John and Professor Thompson were both excited by the low- or no-carbon opportunities to shore up fuel supply if new biofuel refineries and electrolysis infrastructure are established in Australia.
Australia’s two remaining refineries – Viva Energy in Geelong and Ampol in Brisbane – have both publicly expressed a commitment to de-carbonisation, with the latter set to pilot a green hydrogen production plant. Professor Thompson says there is an opportunity for these refineries to differentiate themselves in the market with a greener product as they try to compete with overseas refineries.
“Building up local refineries would be huge for our food and even military security,” Professor Thompson said.
Australia currently has the capacity to produce enough biodiesel to constitute 4 per cent of agriculture’s fuel. But Australia’s only biodiesel refinery, Barnawartha, exports most of its fuel to more lucrative overseas markets.

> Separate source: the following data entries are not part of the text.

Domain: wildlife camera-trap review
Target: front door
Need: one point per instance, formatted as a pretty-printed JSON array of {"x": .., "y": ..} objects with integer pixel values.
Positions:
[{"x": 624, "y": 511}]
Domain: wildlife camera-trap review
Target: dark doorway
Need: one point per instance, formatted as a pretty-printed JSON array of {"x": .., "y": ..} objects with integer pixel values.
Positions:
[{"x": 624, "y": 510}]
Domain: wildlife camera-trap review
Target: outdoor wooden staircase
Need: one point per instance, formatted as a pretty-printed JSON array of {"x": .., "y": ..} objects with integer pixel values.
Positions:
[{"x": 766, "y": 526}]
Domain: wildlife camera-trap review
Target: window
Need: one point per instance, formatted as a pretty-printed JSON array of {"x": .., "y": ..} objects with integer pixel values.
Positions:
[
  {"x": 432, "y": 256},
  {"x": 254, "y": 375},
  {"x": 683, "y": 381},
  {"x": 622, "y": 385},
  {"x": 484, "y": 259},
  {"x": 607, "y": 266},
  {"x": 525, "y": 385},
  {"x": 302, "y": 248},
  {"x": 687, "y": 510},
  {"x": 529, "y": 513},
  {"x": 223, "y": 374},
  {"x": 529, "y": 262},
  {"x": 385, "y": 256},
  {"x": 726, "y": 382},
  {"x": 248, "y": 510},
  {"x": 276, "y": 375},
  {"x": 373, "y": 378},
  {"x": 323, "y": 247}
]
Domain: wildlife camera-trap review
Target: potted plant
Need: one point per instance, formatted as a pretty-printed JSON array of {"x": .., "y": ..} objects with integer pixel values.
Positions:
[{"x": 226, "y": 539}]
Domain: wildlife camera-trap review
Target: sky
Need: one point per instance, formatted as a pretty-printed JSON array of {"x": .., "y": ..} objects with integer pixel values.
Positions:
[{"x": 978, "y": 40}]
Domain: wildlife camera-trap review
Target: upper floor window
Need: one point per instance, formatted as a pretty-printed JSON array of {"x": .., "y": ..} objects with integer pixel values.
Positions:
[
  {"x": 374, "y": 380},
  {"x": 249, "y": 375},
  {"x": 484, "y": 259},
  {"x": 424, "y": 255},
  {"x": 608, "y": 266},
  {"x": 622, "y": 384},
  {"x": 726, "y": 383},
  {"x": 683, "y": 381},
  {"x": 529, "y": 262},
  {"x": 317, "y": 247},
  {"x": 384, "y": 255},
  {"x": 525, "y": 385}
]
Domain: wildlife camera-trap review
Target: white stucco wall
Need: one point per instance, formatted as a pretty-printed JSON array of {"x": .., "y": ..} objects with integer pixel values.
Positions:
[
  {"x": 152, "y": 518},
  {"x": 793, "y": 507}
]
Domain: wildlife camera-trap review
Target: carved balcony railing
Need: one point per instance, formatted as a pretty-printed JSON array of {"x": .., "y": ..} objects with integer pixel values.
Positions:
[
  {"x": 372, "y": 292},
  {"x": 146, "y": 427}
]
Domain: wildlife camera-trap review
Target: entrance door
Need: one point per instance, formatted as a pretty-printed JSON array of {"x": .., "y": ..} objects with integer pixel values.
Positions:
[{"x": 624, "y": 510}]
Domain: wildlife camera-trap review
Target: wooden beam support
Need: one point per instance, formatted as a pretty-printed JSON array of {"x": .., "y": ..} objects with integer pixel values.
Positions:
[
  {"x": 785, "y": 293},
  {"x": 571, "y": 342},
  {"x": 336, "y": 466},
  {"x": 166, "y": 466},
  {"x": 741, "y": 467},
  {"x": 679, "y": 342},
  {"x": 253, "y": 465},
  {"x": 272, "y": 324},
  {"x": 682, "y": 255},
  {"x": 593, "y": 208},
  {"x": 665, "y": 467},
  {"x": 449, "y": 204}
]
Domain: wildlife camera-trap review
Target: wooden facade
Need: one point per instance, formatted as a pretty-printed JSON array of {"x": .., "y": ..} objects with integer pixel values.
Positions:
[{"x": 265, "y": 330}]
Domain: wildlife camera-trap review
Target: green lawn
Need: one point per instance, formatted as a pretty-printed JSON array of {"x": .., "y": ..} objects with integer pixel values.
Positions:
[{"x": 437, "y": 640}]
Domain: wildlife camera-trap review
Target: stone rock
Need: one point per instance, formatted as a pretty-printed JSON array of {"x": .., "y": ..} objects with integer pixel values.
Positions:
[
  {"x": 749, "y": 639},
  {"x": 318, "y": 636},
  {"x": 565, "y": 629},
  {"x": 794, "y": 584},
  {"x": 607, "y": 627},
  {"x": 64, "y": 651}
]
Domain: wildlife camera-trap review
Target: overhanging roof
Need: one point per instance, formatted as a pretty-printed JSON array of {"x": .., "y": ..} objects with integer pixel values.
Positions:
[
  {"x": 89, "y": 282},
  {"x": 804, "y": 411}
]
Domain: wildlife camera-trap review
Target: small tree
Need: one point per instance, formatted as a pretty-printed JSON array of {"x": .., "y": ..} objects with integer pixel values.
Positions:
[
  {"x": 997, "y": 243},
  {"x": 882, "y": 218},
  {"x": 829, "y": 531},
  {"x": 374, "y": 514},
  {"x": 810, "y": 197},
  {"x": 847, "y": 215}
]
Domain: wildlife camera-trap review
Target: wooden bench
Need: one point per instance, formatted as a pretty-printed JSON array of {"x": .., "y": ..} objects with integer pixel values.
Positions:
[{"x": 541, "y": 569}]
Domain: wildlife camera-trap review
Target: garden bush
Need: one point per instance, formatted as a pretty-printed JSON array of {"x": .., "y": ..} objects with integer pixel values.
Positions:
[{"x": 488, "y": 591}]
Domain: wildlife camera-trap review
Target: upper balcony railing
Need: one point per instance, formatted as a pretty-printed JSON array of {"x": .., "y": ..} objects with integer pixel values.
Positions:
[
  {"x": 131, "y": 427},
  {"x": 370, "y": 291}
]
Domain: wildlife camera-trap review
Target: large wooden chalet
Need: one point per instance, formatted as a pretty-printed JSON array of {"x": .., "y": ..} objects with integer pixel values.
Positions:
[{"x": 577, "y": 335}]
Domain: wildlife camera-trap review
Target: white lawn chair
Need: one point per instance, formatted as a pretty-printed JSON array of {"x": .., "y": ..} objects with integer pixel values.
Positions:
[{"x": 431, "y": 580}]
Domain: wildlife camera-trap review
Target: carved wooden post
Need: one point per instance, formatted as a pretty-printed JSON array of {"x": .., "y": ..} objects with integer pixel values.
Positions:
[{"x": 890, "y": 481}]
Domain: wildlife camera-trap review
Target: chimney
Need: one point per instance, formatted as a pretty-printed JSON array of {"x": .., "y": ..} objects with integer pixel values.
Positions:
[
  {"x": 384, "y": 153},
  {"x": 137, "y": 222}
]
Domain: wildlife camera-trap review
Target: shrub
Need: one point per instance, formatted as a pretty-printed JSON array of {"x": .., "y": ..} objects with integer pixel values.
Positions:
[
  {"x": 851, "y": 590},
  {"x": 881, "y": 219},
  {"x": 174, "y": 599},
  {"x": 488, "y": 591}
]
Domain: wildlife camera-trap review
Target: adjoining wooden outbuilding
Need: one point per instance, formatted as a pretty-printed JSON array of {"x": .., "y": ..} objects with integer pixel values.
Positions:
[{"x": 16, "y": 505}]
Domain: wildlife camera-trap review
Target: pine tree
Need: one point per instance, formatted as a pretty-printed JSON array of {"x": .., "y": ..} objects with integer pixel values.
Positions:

Where to next for the future of fuel?
Diesel will still have a place in powering agriculture over the next 20 years. While the fuel itself will need to get cleaner, Nathan Gore-Brown said fuel efficient practices and electrification of equipment will also play a role in reducing carbon emissions.
Several commentators agree that the long game will involve replacing combustion engines with cleaner fuel cells. Hydrogen fuel cells, which are effectively electric vehicles with a hydrogen rather than battery energy storage system, are being touted as a key option.
The Renewables in Agriculture conference will see industry leaders converge in August this year – with diesel alternatives high on the agenda. Meanwhile, the NSW DPI’s Exploring Beyond Diesel events continue to look at low or no carbon fuel options under development.